C. M. Spoerri: Das Fest der Liebe

 

 

Informationen zur Kurzgeschichte:

Maryo Vadorís ist ein Elf und sein e Aufgabe lautet, die Elfenprinzessin zu beschützen, denn er ist ihr Leibwächter. Begleitet ihn auf einer Jagd der etwas anderen Art. Hierbei handelt es sich um eine Vorgeschichte zu der High-Fantasy-Reihe ›Die Legenden von Karinth‹. Die Kurzgeschichte ist spoilerfrei zu lesen, da sie vor allen bisher erschienenen Büchern dieser Fantasy-Welt spielt.

 

Die Geschichten aus diesem Universum sind in sich abgeschlossene Abenteuer und dadurch unabhängig lesbar. Wer dennoch eine zeitliche Reihenfolge der bisher erschienenen Bücher möchte: Der rote Tarkar (Einzelband), Die Legenden von Karinth (4-teilige Reihe), Alia (5-teilige Reihe), Die Greifen-Saga (3-teilige Reihe), Damaris (4-teilige Reihe).

 

 

Über die Autorin:

C.M. Spoerri wurde 1983 geboren und lebt in der Schweiz. Sie studierte Psychologie und promovierte im Frühling 2013 in Klinischer Psychologie und Psychotherapie. Seit Ende 2014 hat sie sich jedoch voll und ganz dem Schreiben gewidmet. Ihre Fantasy-Jugendromane (›Alia-Saga‹, ›Greifen-Saga‹) wurden bereits tausendfach verkauft, zudem schreibt sie erfolgreich Liebesromane.

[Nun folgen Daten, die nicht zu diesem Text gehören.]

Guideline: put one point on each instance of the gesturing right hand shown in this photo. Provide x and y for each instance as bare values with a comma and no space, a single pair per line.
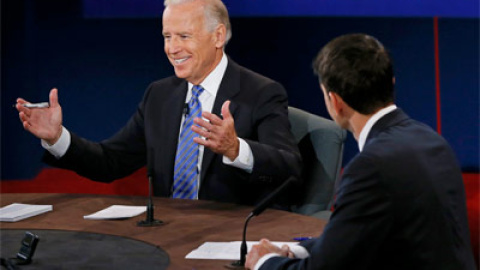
44,123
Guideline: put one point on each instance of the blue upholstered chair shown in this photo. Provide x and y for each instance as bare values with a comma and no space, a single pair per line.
321,145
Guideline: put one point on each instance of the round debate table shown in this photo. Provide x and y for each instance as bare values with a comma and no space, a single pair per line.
188,223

Im Herbst 2015 gründete sie mit ihrem Mann den Sternensand Verlag.

 

 

Das Fest der Liebe

 

 

Tag 24, Monat 12, 1 EP 10855

 

 

Ich rolle mich ab, schlittere durch den vereisten Schnee und springe wieder auf die Beine, um im nächsten Moment herumzuwirbeln und dem Eber, der wutschnaubend auf mich losgestürmt ist, einen zweiten Pfeil in die Flanke zu schießen. Er besitzt die Größe eines ausgewachsenen Stieres – nichts Seltenes hier in den Wäldern von Westend. Dennoch war ich überrascht über seine Statur, als ich ihn endlich fand.

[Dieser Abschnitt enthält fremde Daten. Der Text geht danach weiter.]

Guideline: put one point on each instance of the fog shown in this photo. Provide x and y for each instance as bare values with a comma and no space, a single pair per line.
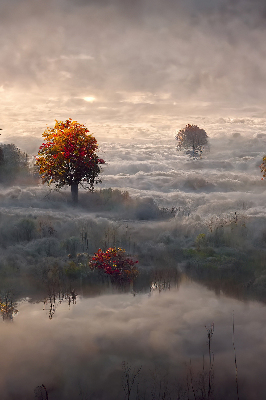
135,73
80,352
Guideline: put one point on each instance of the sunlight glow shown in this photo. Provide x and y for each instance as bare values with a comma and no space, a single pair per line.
89,99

Nachdem ich eine Stunde lang der Fährte gefolgt war, entdeckte ich ihn schließlich auf der Suche nach Futter bei einer Lichtung, wo er den Schnee mit seinen beeindruckenden Hauern mühelos zur Seite schob, um an Wurzeln oder Gräser zu gelangen. Mein erster Pfeil traf ihn in die Brust, allerdings war ich nicht darauf vorbereitet, dass diese Kreatur anscheinend eine Haut aus Stahl besitzt. Die Spitze des Geschosses drang gerade mal einen Fingerbreit in seinen Körper, nicht genug, um ihn ernsthaft zu verletzen – aber genug, um ihn wütend nach seinem Angreifer herumfahren zu lassen.

»Verdammtes Biest«, murmle ich, während ich den dritten Pfeil spanne und auf das Tier ziele.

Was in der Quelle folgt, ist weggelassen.